Die Souveränitätsübertragung vom Nationalstaat auf diese supranationale Organisation wird vom eigentlichen Souverän, dem Volk, nicht als Fortschritt empfunden, sondern als Anmaßung. Auch als demokratische Anmaßung. Die Nation darf nicht mehr bestellen, aber soll noch bezahlen. Sie hat zu funktionieren, aber nichts mehr zu sagen. Sie ist für das Dekorative und Anmutige zuständig, solange in Europa sich noch kein eigenes Staatsvolk mit Hymne und einheitlicher Haushaltskasse gebildet hat. Man spürt ja, wie die Geschichte in den Augen der Kommissare weitergehen soll: Die Tage des Nationalstaates sind gezählt, er schnappt bereits nach Luft.
Nicht nur Material kann ermüden, Menschen können es auch
Vielleicht hatten die Gründungsväter von Anfang an einen Plan, der zu weit ging. Es ginge um „die Überwindung der Nationen“ inklusive der Erschaffung des „europäischen Menschen“, wie sich der erste Vorsitzende der Kommission der Europäischen Wirtschaftsgemeinschaft, Walter Hallstein, in schöner Offenheit ausdrückte. Seither werden die Gesellschaften, ohne Rücksicht auf regionale Tradition und demokratische Gepflogenheit, zu einem großen Ganzen verdichtet, bis ihre spezifischen Eigenschaften sich annähern oder - besser noch - gleichen.

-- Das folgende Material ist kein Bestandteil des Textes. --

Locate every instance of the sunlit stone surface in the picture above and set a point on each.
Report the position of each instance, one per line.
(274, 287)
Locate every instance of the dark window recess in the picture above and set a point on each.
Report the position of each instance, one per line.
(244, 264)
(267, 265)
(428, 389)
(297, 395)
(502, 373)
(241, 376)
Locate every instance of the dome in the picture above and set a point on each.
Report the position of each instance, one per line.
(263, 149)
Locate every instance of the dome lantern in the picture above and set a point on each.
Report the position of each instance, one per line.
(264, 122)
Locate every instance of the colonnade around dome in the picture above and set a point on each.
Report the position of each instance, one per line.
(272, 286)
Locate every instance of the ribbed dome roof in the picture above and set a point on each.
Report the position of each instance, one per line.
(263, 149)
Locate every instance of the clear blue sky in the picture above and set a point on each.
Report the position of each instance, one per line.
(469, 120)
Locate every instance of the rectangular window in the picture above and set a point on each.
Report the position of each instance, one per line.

Doch wie die Physiker bei mechanischer Dauerbelastung vor Materialermüdung warnen, so muss auch hier gewarnt werden. Nicht nur Material kann ermüden, Menschen können es auch. Der Vorgang ist in beiden Fällen ein dialektischer. Die Kompression verdichtet so lange, bis an unerwarteter Stelle ein Riss auftaucht und schließlich das eintritt, was die Experten der Werkstoffkunde einen Ermüdungsbruch nennen.

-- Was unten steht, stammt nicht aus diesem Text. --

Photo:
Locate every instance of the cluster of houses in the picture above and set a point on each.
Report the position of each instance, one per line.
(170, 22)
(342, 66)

Die Unnachgiebigkeit der EU, die auf jede Integrationsleistung der Bürger mit einer neuerlichen Integrationsanforderung reagiert, ist gestern abgewählt worden. Genug ist genug, sagen die Briten. Und wer weiß, was die Deutschen und die Franzosen sagen würden, wenn man sie in gleicher Weise an die Urnen riefe. Der Befund und das Gefühl gleichen sich: Die Gesellschaften vom Mittelmeer bis nach Skandinavien werden einem Homogenisierungsdruck ausgesetzt, dem sie nicht durch größere Folg- und Fügsamkeit, sondern am Ende nur durch Rissbildung entweichen können.

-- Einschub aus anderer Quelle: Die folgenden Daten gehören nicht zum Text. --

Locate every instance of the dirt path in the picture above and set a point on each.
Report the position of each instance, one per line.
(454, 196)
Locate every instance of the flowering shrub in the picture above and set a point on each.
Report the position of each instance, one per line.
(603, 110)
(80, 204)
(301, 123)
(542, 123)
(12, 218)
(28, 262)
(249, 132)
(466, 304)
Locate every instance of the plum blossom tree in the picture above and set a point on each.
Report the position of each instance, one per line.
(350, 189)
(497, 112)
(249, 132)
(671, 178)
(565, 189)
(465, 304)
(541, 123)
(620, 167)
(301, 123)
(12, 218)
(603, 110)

Großbritannien ist die Sollbruchstelle, der nun der große Riss folgt, wenn nichts anderes folgt. Europa muss sich auf seine Erneuerung einlassen.Wer das großartige Projekt von Völkerverständigung und wirtschaftlicher Zusammenarbeit nicht auf dem Scheiterhaufen der Geschichte sehen will, muss heute Morgen innehalten - und in das Gesicht der britischen Wähler schauen. Er wird sich selbst erkennen. Das Unbehagen über die EU hat sich längst europäisiert. Der kranke Mann Europas ist Europa selbst. Röter wird's nicht.
Gabor Steingart ist Herausgeber des Handelsblatts. Dieser Text ist ein Gruss an seine Leser am Tag 1 nach dem Referendum.